Life returns to Syria's Aleppo after two weeks of fighting

After two weeks of hiding at home or underground to escape death, residents emerged onto the streets in Syria's battered second city Aleppo as a truce took hold there Thursday.

"Last week it was ghost city -- even if residents were still here -- as they were too scared to step outside," father-of-three Mohammed Helwani said.

"Today of course the situation is better with the truce," the 31-year-old owner of an Internet cafe said.

The Syrian army late Wednesday said it had agreed to calls from Russia and the United States for a two-day truce in Aleppo that would begin from 1:00 am on Thursday.

"Some residents have gone out into the streets, but they're still afraid air strikes will return – and with them massacres and death," Helwani said.

More than 280 civilians were reported killed since April 22 in the fighting in divided Aleppo, with regime air strikes pounding the opposition-held east while rebels fired a barrage of rockets into the government-controlled west.

But on Thursday afternoon, some residents in the city's rebel-held east sat outside their homes drinking tea and smoking cigarettes, an AFP reporter there said.

Electricity and water supply had returned and local council bulldozers cleared rubble from stricken areas, he said.

Renewed fighting in and around Aleppo in recent days had threatened the full collapse of a landmark ceasefire agreed between President Bashar al-Assad's regime and non-jihadist rebels in late February.

- Regime 'resting a little' -

In the past two weeks, residents had only dared to venture out for a few hours in the evening to run errands.

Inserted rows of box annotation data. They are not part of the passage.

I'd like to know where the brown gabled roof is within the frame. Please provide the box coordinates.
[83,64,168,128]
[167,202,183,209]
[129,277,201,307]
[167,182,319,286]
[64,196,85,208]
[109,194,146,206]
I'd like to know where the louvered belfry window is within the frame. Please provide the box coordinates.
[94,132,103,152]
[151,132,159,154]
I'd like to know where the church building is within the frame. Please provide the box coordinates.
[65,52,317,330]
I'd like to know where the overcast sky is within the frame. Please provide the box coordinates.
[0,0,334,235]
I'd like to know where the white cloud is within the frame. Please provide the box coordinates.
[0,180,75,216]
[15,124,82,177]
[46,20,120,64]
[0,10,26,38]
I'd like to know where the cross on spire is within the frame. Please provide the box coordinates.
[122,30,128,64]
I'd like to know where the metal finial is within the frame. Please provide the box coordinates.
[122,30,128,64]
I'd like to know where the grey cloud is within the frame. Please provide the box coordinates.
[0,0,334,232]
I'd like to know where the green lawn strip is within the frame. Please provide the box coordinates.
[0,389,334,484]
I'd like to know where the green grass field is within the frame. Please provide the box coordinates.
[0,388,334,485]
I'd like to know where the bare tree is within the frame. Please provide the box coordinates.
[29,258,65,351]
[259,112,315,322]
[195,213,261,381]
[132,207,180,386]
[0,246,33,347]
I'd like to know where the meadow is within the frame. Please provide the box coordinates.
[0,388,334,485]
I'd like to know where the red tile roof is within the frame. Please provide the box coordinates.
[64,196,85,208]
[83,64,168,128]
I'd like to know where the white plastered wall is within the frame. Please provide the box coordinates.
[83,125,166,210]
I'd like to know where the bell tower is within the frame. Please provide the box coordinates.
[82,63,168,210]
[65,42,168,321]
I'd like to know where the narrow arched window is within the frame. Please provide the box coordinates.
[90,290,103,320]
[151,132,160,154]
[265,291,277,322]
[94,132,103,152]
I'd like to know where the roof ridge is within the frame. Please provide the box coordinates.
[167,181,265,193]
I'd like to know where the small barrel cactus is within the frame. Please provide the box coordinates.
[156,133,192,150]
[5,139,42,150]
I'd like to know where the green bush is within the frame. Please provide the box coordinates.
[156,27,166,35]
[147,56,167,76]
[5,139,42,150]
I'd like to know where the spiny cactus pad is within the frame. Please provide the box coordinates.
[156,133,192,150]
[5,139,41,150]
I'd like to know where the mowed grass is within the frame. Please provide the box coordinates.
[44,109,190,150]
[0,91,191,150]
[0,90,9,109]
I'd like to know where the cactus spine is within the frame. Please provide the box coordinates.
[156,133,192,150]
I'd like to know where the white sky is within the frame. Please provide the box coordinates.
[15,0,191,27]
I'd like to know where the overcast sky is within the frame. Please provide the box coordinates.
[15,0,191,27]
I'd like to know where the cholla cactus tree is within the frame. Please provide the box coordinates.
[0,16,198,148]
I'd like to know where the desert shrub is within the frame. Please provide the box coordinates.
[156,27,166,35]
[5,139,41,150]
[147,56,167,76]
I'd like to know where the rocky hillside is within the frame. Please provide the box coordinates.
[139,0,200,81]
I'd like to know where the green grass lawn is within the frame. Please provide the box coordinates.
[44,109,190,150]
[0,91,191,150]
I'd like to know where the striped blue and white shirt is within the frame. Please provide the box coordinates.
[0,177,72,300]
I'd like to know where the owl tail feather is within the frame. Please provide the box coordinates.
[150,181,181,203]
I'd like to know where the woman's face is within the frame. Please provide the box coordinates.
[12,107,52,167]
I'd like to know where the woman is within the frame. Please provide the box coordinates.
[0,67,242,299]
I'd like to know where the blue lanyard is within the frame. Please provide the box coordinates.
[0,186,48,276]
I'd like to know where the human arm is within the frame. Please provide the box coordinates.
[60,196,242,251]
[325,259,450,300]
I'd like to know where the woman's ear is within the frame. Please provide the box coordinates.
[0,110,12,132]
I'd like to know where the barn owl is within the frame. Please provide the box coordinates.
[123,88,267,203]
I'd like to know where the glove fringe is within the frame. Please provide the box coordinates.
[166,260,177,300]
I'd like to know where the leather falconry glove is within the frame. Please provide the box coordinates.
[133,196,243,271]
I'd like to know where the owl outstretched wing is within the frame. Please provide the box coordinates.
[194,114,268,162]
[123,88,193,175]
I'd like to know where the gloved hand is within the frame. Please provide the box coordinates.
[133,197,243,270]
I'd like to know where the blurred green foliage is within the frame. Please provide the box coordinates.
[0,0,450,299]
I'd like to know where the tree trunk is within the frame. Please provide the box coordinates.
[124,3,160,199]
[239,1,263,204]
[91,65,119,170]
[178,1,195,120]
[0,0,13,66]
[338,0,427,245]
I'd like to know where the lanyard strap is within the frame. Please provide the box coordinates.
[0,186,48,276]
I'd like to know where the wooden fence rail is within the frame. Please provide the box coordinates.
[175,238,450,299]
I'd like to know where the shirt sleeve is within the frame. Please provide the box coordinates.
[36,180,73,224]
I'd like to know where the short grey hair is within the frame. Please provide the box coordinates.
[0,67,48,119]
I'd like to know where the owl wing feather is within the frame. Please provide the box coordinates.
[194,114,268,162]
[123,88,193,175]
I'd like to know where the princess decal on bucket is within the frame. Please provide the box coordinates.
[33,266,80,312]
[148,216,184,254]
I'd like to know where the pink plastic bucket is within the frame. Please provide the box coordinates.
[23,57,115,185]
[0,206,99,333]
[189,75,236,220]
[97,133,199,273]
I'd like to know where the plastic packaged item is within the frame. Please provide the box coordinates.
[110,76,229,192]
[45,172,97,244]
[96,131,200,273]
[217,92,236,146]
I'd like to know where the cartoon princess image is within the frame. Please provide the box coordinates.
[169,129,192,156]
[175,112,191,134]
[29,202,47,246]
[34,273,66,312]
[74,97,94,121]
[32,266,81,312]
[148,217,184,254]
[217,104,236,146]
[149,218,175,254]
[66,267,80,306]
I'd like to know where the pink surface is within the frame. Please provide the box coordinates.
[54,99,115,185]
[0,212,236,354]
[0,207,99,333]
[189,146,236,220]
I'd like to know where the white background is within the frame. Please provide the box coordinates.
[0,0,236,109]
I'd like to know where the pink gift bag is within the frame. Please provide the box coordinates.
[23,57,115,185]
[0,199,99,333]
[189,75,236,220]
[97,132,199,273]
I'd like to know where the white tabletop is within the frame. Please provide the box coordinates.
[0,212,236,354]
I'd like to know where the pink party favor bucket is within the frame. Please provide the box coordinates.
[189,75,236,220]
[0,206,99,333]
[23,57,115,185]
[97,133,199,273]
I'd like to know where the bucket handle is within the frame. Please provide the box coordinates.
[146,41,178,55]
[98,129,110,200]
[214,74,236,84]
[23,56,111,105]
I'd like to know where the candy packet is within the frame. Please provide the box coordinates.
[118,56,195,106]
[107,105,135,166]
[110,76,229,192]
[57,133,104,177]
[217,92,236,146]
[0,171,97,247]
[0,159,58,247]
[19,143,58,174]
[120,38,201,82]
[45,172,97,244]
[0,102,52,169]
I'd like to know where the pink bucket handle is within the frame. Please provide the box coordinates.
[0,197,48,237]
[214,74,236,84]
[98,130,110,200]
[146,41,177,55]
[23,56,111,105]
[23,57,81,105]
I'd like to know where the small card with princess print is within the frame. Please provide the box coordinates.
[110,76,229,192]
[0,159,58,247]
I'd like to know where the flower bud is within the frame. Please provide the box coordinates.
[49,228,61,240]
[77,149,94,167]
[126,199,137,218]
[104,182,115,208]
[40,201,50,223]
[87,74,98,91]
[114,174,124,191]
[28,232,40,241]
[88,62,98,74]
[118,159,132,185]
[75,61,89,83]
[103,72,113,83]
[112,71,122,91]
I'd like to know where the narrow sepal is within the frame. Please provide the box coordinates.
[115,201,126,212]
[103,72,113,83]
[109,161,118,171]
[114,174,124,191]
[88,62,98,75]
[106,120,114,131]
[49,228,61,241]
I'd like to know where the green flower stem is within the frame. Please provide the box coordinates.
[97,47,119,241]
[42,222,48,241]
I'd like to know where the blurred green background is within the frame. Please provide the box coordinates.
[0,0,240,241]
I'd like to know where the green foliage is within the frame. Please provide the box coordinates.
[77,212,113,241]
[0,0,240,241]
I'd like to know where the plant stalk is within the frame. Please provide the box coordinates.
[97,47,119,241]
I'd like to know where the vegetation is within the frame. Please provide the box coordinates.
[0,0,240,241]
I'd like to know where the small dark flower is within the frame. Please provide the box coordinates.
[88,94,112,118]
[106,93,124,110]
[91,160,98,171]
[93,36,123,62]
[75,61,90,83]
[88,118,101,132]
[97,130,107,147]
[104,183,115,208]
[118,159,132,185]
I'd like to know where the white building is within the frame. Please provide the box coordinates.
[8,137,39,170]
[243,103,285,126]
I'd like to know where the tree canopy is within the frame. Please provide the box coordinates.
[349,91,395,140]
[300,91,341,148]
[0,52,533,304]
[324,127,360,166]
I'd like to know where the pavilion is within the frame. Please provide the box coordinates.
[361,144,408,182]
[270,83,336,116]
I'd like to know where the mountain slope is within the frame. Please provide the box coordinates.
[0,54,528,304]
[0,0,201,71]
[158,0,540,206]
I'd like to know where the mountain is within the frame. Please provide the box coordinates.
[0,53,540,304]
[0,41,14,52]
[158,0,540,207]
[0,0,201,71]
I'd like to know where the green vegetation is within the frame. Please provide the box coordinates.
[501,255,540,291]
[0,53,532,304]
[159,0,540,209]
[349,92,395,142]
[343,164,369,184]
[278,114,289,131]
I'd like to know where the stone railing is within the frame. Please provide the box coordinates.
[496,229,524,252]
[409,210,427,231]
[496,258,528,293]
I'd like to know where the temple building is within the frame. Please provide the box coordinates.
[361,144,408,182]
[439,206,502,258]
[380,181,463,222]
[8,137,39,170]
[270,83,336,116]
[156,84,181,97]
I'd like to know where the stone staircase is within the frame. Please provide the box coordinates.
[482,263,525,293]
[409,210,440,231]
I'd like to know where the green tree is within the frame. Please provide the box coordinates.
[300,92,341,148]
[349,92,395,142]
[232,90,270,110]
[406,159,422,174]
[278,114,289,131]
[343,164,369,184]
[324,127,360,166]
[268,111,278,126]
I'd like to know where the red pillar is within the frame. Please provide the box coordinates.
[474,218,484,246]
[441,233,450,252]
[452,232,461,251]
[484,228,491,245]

One resident said he continued to sell his vegetables in one of the city's markets in the daytime when there was no bombing in the area, but that he saw very few customers in the morning.

"People started to come out to shop at around 5:00-6:00 pm and I started to really make sales then until 9:00 pm," 26-year-old Khaled said.

After those couple of hours "movement slowed down again and most shops closed because of the nighttime airstrikes," he said.

On Thursday morning, fruit and vegetable markets -- one of which was struck in an April 24 raid that left 12 dead -- were again up and running.

AFP's correspondent said there had been no signs of fresh air raids on the east of the city since the ceasefire took effect.

The Syrian Observatory for Human Rights, a monitoring group, said there had been no bombing in the city, though it said a civilian had died in a western district from rebel shelling that came minutes after the ceasefire took hold.

But some of Aleppo's residents -- who have been at the centre of some of the worst fighting in Syria's five-year war --remained cynical.

"I reckon the regime asked for the truce because they wanted to rest a little before attacking the rebels again later," said Abu Ibrahim, a satellite dish repair man.

Damascus has said it targets Syria's Al-Qaeda affiliate Al-Nusra Front and blamed the jihadists for violating the February 27 ceasefire, which did not include areas where the group is present.

Perfume shop owner Mahmud Sheikh agreed the truce would not last.

"Every time the regime strikes, it just blames it on Al-Nusra's presence -- which is why the truce is not holding," he said.

The sound of war had not completely abated on Thursday evening in Aleppo's east, where residents could hear the sound of fighting to the south of the city.